By April 19, 2024News

Friday, April 19, 2024 

Without his experience in the Longy Queer Student Union (QSU), Will Aldenberg (MM ’24) says he might not be the musician he is today. 

“I would say the QSU and Longy have helped me recognize that there is no separating who I am from the music I make, regardless of what that music is.” 

After graduating from the University of Connecticut with a degree in music history and vocal performance, Will joined the QSU as social media chair. 

Early on, he was excited to meet new people who reflected the diversity of the Longy community. “We have a unique body of students and faculty because they come from so many different walks of life. They’re perfect examples of how a music career is not linear.”
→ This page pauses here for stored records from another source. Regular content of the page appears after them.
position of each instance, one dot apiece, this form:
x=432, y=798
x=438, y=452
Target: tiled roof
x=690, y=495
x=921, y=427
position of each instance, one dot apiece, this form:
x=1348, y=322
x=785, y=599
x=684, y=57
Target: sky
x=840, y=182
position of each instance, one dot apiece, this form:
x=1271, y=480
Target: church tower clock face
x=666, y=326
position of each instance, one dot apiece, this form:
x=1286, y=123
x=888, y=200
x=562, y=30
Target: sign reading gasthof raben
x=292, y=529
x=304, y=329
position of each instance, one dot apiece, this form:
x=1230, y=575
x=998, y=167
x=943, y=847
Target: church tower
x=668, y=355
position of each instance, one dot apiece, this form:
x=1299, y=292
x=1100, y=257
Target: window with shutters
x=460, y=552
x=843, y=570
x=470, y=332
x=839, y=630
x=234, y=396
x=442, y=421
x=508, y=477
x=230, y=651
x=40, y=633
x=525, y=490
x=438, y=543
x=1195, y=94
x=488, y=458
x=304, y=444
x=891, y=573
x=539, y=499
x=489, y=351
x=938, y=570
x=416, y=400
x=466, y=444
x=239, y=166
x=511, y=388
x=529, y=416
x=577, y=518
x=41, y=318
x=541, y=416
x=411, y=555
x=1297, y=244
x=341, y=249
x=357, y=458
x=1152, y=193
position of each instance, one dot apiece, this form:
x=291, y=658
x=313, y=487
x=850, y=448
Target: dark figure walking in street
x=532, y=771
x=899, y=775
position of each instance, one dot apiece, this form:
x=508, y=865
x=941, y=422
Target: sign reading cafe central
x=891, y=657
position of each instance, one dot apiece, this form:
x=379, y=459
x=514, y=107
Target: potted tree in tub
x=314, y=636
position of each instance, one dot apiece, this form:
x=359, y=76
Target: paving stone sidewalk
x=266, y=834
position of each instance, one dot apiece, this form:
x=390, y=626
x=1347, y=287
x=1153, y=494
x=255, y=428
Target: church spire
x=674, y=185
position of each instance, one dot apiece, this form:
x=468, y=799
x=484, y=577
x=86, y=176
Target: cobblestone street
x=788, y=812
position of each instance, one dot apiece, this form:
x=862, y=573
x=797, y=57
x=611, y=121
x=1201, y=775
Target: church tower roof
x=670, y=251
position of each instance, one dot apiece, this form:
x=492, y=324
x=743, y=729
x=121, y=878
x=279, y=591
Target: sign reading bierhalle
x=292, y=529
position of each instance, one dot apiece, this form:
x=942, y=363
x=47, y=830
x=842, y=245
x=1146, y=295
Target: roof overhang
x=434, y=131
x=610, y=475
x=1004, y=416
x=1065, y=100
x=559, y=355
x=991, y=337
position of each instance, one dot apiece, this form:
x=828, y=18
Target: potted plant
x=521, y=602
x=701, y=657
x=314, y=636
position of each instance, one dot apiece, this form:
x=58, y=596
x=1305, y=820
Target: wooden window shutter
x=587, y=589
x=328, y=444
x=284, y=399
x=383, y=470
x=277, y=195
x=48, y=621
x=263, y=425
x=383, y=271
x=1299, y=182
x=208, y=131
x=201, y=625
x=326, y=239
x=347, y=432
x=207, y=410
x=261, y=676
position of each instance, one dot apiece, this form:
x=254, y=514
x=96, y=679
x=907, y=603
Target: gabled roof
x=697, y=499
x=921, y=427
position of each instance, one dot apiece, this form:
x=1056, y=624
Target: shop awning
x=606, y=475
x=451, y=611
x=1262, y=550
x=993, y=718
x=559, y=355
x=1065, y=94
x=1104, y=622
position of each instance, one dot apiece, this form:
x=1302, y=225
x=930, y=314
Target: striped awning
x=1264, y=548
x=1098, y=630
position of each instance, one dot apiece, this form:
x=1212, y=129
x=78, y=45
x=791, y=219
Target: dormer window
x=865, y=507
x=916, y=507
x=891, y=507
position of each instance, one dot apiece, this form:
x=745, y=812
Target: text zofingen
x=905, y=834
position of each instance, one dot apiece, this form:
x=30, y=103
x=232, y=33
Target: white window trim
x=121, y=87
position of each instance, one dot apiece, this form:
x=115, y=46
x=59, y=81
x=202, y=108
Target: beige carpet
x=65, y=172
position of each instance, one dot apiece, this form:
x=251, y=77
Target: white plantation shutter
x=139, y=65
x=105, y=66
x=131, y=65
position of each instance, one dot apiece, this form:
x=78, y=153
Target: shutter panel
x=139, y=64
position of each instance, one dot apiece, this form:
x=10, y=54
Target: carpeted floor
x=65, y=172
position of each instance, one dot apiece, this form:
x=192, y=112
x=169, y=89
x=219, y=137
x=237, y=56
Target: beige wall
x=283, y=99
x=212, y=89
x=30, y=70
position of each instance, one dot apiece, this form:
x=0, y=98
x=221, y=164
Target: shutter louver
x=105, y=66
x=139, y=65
When it came time to take on a larger role within the organization, he fully embraced his presidency, turning the QSU into a space that inspires members to live their fullest, best lives.  

For Will, the organization quickly became a feel-good outlet where he invested just as much heart and energy as he would devote to one of his courses. In return, he found solidarity and a more authentic sense of self than he ever expected—something he hopes to be able to give to the next generation of Longy students. 

“There’s a lot of support throughout Longy. People want a queer student union. It’s just a matter of finding people to help run it.” 

Beyond the QSU’s regular meetings, or “Tea Times,” Will sought out additional opportunities to introduce queer students to new friends and faculty members at Longy they could turn to for support and inspiration. 

He began by securing a partnership with vocal studies professor Tyler Reece’s Gender-Benders and Trend-Disruptors course. With funds from the organization’s budget, members helped decorate, promote, and prepare for three concerts based on gender-bending German art. 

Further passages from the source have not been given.